Above is my quick and dirty comparison of the coming fight over foreign assistance. In green is the amount already spent in 2010 on each of the discreet line items (I’ve chosen these four areas because they were directly comparable between the various proposed appropriations).
Here’s how to read the graph: The actual amount spent in 2010 by the USG on each line item is in green. In red is the amount Republicans want to cut back to for the remainder of FY2011, expiring on 30 September. And in blue is what the White House would like to spend in FY2012’s budget proposal.
Now, I understand that there’s a conversation to be had about fixing how we spend foreign assistance and what we should receive back from it. But this is a more basic philosophical disagreement about whether or not America should be a world leader, or whether we should disengage from the rest of the world. After all, at its best, foreign assistance buys soft power, something that has been in relatively short supply of late.
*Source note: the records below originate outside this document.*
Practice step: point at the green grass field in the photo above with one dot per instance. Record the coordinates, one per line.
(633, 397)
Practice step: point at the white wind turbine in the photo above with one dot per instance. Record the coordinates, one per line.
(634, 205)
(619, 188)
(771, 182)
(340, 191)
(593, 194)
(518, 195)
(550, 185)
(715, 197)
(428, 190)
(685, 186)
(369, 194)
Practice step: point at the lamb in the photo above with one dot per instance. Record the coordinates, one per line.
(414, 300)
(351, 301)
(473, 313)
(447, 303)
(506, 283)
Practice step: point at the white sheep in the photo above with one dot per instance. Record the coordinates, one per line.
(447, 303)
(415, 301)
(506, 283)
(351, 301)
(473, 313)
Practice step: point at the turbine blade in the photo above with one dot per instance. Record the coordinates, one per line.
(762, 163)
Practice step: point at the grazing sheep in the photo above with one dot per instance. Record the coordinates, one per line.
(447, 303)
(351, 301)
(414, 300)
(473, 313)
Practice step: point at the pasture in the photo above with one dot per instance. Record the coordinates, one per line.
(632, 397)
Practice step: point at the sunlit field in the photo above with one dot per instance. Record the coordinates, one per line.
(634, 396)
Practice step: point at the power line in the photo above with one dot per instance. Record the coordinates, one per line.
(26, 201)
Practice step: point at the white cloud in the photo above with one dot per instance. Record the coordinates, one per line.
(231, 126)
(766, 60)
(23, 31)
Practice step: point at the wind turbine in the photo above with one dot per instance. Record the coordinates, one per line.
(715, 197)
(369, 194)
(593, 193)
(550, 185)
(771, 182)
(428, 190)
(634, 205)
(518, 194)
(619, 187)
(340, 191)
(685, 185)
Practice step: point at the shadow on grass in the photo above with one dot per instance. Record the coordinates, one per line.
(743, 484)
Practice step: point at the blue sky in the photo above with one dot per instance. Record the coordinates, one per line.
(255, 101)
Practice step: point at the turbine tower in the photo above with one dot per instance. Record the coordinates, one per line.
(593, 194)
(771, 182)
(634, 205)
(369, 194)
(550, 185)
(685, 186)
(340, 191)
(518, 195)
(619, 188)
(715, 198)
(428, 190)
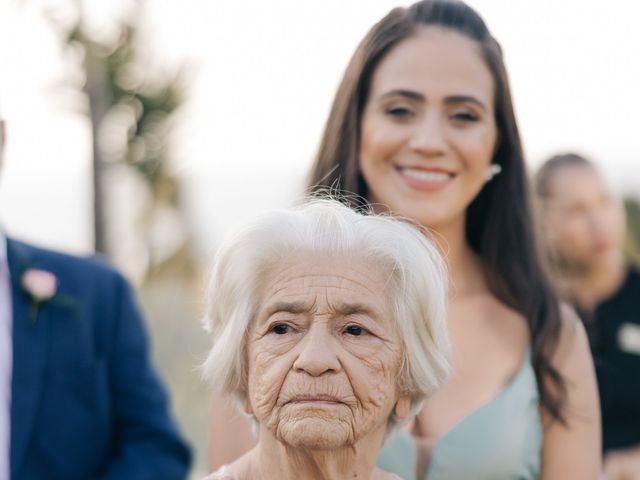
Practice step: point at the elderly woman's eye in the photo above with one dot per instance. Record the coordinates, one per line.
(280, 328)
(354, 330)
(464, 116)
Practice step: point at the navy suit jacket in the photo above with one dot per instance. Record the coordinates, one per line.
(86, 403)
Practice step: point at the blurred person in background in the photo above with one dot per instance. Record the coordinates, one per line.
(584, 226)
(329, 329)
(422, 125)
(79, 398)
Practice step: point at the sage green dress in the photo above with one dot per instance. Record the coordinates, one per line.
(502, 440)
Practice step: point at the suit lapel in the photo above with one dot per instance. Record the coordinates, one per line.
(29, 357)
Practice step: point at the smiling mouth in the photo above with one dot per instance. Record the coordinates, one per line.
(430, 176)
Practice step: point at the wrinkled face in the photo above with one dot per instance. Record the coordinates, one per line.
(428, 131)
(324, 353)
(584, 223)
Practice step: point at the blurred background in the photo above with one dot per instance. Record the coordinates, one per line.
(144, 130)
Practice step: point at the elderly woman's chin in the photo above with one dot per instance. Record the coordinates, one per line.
(318, 428)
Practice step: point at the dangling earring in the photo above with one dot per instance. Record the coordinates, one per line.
(493, 170)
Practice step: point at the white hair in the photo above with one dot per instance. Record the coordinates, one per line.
(416, 272)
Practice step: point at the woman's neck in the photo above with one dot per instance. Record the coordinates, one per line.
(466, 276)
(271, 459)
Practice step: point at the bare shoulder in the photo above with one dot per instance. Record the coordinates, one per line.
(572, 356)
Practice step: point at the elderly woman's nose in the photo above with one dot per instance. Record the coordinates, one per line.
(317, 352)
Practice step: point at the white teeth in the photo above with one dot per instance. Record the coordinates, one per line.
(425, 176)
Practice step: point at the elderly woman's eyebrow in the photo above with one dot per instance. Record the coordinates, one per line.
(288, 307)
(355, 308)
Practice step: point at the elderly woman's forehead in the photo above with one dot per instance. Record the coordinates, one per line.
(322, 267)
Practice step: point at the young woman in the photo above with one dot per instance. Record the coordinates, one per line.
(423, 126)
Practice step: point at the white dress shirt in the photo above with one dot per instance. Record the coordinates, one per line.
(6, 359)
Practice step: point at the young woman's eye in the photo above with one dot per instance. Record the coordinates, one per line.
(464, 116)
(280, 328)
(354, 330)
(399, 112)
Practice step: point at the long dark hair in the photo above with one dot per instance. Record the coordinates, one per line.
(499, 224)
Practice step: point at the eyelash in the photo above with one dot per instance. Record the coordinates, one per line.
(273, 328)
(465, 116)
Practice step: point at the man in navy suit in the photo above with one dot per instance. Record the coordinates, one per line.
(78, 396)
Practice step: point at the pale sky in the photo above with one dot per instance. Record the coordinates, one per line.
(263, 76)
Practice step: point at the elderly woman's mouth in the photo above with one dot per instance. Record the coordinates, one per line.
(314, 398)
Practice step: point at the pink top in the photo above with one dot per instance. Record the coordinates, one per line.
(221, 474)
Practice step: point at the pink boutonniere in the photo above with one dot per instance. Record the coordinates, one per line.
(41, 287)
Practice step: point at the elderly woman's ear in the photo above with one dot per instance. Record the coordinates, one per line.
(403, 406)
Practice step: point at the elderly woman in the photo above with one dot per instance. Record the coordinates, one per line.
(329, 329)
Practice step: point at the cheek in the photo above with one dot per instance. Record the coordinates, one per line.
(267, 372)
(377, 141)
(374, 376)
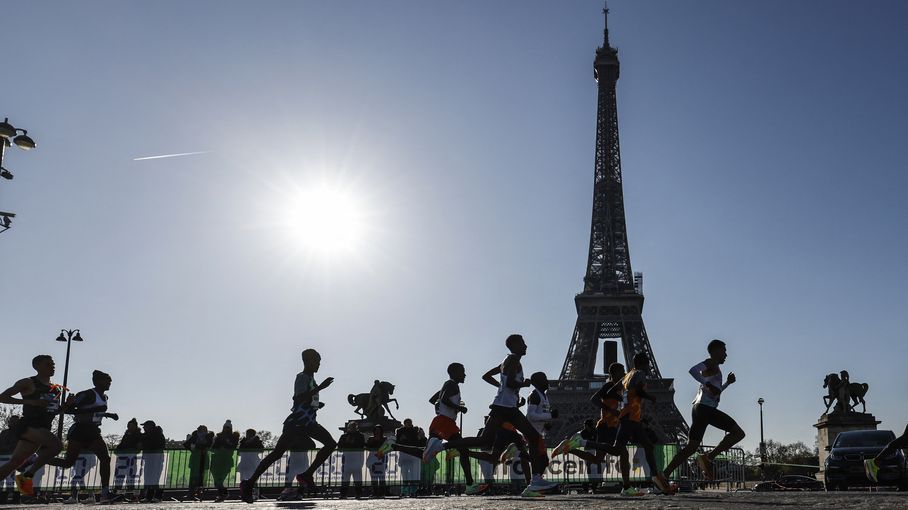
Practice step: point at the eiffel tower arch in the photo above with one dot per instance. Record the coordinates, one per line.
(609, 310)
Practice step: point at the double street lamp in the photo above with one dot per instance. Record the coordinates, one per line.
(10, 135)
(760, 402)
(69, 336)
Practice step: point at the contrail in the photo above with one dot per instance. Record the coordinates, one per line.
(171, 155)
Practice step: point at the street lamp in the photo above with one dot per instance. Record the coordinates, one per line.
(69, 336)
(10, 135)
(760, 402)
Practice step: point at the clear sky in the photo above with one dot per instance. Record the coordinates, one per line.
(763, 148)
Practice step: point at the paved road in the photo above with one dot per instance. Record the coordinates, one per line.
(700, 500)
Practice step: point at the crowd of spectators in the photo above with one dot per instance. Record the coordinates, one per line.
(213, 456)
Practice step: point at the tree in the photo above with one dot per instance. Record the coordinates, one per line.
(783, 459)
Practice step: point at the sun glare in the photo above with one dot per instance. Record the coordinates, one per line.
(326, 220)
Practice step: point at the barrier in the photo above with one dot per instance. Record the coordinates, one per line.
(184, 469)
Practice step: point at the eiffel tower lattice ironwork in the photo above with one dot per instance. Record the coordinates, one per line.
(611, 303)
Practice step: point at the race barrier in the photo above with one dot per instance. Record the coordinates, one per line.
(183, 469)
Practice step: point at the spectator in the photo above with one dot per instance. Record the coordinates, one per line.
(125, 470)
(377, 465)
(408, 435)
(351, 444)
(222, 457)
(250, 454)
(198, 443)
(153, 443)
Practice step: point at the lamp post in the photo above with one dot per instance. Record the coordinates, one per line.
(760, 402)
(69, 336)
(10, 135)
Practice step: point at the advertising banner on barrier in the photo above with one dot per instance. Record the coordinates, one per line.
(177, 469)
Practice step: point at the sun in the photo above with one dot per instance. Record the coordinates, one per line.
(326, 220)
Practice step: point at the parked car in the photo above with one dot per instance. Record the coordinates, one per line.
(790, 483)
(845, 464)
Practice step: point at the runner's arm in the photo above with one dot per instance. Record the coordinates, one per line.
(22, 386)
(489, 376)
(696, 372)
(510, 369)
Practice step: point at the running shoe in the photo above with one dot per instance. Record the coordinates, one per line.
(25, 484)
(246, 491)
(305, 480)
(432, 448)
(542, 485)
(509, 453)
(872, 470)
(476, 489)
(572, 443)
(528, 493)
(451, 453)
(662, 485)
(705, 466)
(632, 492)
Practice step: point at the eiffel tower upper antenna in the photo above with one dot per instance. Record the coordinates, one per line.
(605, 34)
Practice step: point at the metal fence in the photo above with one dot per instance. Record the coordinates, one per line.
(184, 469)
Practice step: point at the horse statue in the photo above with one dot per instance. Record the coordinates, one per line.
(846, 394)
(372, 405)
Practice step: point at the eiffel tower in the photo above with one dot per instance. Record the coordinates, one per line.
(609, 308)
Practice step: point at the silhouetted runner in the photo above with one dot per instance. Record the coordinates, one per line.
(40, 404)
(504, 409)
(88, 408)
(705, 411)
(302, 420)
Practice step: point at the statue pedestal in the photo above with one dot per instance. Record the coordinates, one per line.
(830, 425)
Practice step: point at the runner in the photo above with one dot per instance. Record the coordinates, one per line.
(872, 466)
(540, 415)
(88, 408)
(705, 411)
(448, 404)
(504, 409)
(302, 420)
(608, 398)
(40, 404)
(629, 427)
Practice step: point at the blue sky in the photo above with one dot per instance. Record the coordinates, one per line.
(763, 157)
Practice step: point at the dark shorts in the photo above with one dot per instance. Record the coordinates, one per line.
(443, 427)
(295, 429)
(705, 416)
(505, 414)
(85, 433)
(23, 425)
(629, 430)
(505, 437)
(606, 434)
(302, 418)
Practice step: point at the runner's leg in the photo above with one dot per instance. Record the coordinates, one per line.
(699, 422)
(733, 432)
(99, 447)
(283, 444)
(318, 433)
(50, 447)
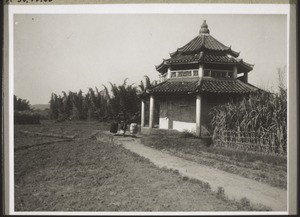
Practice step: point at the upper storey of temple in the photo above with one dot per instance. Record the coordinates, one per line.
(204, 49)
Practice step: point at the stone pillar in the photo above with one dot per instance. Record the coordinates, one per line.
(235, 72)
(198, 115)
(246, 77)
(201, 71)
(169, 73)
(143, 114)
(151, 113)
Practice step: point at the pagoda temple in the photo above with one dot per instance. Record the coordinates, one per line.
(198, 76)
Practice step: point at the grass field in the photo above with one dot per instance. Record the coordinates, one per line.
(268, 169)
(88, 175)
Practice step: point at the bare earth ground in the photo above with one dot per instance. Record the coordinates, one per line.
(88, 175)
(236, 187)
(271, 170)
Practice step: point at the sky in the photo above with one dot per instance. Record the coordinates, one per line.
(68, 52)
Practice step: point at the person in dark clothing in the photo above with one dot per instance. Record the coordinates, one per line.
(123, 123)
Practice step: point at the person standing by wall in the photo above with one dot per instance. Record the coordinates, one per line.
(123, 123)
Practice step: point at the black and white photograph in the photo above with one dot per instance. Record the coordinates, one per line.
(149, 109)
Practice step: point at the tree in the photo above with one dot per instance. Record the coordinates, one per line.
(21, 104)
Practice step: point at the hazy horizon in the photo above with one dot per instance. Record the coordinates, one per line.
(55, 53)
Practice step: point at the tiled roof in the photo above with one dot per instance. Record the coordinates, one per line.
(225, 86)
(205, 85)
(203, 42)
(176, 85)
(206, 58)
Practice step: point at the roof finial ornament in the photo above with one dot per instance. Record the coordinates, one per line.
(204, 28)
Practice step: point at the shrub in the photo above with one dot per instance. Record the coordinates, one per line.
(26, 117)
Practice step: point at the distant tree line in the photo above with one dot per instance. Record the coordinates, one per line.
(23, 114)
(102, 105)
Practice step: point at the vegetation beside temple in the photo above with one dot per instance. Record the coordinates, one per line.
(101, 105)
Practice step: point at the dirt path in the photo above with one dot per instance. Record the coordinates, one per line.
(236, 187)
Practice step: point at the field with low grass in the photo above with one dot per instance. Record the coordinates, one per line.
(87, 175)
(268, 169)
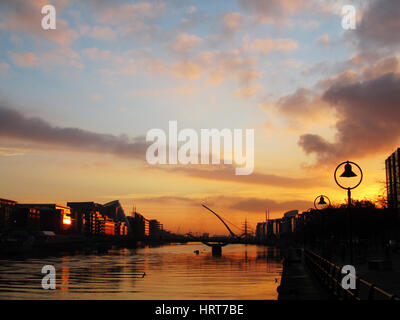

In light of that, it’s worth keeping in mind this quote from Joe Nye’s new book, The Future Power:
In general, the United States has not worked out an integrated plan for combining hard and soft power….Many official instruments of soft power – public diplomacy, broadcasting, exchange programs, development assistance, disaster relief, military-to-military contracts – are scattered around the government, and there is no overarching strategy or budget that even tries to integrate them with hard power into an overarching smart power strategy. The United States spends about five hundred times more on the military than it does on broadcasting and exchanges.